I was very good at gymnastics. My mother, knowing me to be delicate,
urged me to take all sorts of exercise. I remember that the only prizes
I ever got at the convent were for history, composition, and gymnastics.

“On my departure from Grandchamp came the question, What was I to do? I
was religious, in spite of my wayward and passionate temperament. The
patron saint of the convent, St. Augustin, whose portrait was displayed
in every room, was my first passion, which he shared with the Virgin. I
was strongly inclined to become a nun, but my ideas in this direction
underwent a change soon after my departure from the convent. My mother
provided me with a finishing governess, Mlle. de Brabander--a very
superior woman, who had educated the Grand Duchess Marie of Russia.
Mlle. de Brabander adored me. My mother had considerable difficulty
in deciding what to do with me. In spite of my youth I was asked in
marriage by a neighbouring glover, then by a tanner, and finally by a
chemist, from whom I used to buy medicines. I refused them all! One
of my mother’s friends was the Duc de Morny, and he suggested that
I should try the stage as a profession. My mother thought I was not
sufficiently pretty; I was too thin, she considered. Nevertheless,
she decided to adopt the duke’s suggestion. The story of my admission
to the Conservatoire has often been told. I came with a letter of
recommendation from the Duc de Morny, and I had scarcely recited two
verses of La Fontaine’s fable of _The Two Pigeons_, when Auber signed
to me to stop and come to him.

“‘Is your name Sarah?’ he asked.

“‘Yes, sir.’

“‘Are you a Jewess?’

“‘By birth, sir, but I have been baptized.’

“‘She has been baptized,’ said Auber to the jury, ‘and it would have
been a pity for such a pretty child not to be.’ Turning to me, he
added, ‘You said your fable very well and you have passed.’

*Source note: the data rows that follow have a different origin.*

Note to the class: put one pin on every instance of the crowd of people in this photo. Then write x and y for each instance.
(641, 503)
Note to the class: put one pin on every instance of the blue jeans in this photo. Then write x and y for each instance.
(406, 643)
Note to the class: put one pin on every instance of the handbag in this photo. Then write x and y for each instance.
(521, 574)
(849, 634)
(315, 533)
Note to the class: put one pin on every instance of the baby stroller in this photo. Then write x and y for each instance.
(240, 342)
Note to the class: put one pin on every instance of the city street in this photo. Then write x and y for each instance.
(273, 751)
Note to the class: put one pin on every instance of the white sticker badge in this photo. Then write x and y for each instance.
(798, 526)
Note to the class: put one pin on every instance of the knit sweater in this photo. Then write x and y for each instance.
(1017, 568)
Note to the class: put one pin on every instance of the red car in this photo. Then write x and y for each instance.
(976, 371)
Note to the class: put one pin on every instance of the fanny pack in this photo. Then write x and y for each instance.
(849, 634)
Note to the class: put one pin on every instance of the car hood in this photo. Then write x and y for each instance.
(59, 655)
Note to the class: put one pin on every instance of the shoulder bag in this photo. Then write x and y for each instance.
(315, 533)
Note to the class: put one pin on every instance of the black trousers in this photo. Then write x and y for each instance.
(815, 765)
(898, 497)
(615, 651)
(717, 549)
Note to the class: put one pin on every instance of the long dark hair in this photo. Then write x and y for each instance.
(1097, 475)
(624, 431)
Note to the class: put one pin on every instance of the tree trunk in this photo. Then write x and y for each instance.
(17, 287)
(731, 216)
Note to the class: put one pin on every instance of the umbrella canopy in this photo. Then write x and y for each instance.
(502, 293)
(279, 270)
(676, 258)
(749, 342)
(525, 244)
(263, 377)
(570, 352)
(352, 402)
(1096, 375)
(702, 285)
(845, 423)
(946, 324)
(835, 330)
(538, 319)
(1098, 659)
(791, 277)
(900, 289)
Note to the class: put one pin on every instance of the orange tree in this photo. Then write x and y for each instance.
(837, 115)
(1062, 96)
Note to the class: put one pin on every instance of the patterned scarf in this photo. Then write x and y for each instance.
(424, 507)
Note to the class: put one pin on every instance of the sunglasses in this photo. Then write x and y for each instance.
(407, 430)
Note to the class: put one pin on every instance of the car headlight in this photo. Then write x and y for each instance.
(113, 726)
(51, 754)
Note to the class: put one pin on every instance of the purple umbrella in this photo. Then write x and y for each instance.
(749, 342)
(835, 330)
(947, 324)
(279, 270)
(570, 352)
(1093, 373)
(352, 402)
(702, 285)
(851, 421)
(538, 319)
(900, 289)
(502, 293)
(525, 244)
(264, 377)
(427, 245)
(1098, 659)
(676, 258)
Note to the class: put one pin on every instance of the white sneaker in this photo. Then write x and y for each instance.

“Consequently I entered the Conservatoire. The next question was,
in which class was I to study? Beauvallet said, ‘She will be a
tragedienne.’ Regnier maintained, ‘She will be a comedienne,’ and
Provost put them in agreement by declaring ‘She will be both.’ I joined
Provost’s class.

“I began my studies without the slightest enthusiasm. I set to work
because I had been brought to the Conservatoire for that purpose, but
I had neither taste nor inclination for the profession I was to enter.
I went to the theatre for the first time in my life two or three days
before the entrance examination. I was taken to the Théâtre Français to
see _Amphitryon_. It made me cry! The stage had really no attraction
for me. I often felt very unhappy at the prospect, and wept bitterly.
Moreover I was horribly timid. When I discussed my real inclinations
with my dear governess, Mlle. de Brabander, I felt more disposed to
study painting than anything else, but I had to give way. Mlle. de
Brabander used to take me to the Conservatoire every day. My mother
gave me the omnibus fare for both of us. I pocketed it and we walked,
because we both hated coming into contact with all sorts of people in
the omnibus. When we had enough money, that is to say, every alternate
day, we took a cab, so that we could make sure of being alone. I have
always had a horror of being obliged to rub shoulders with people I
don’t know. If I can help it, I never stay in a waiting-room or any
public place where I am obliged to inhale other people’s breath. In
this respect I have always been ferociously unsociable.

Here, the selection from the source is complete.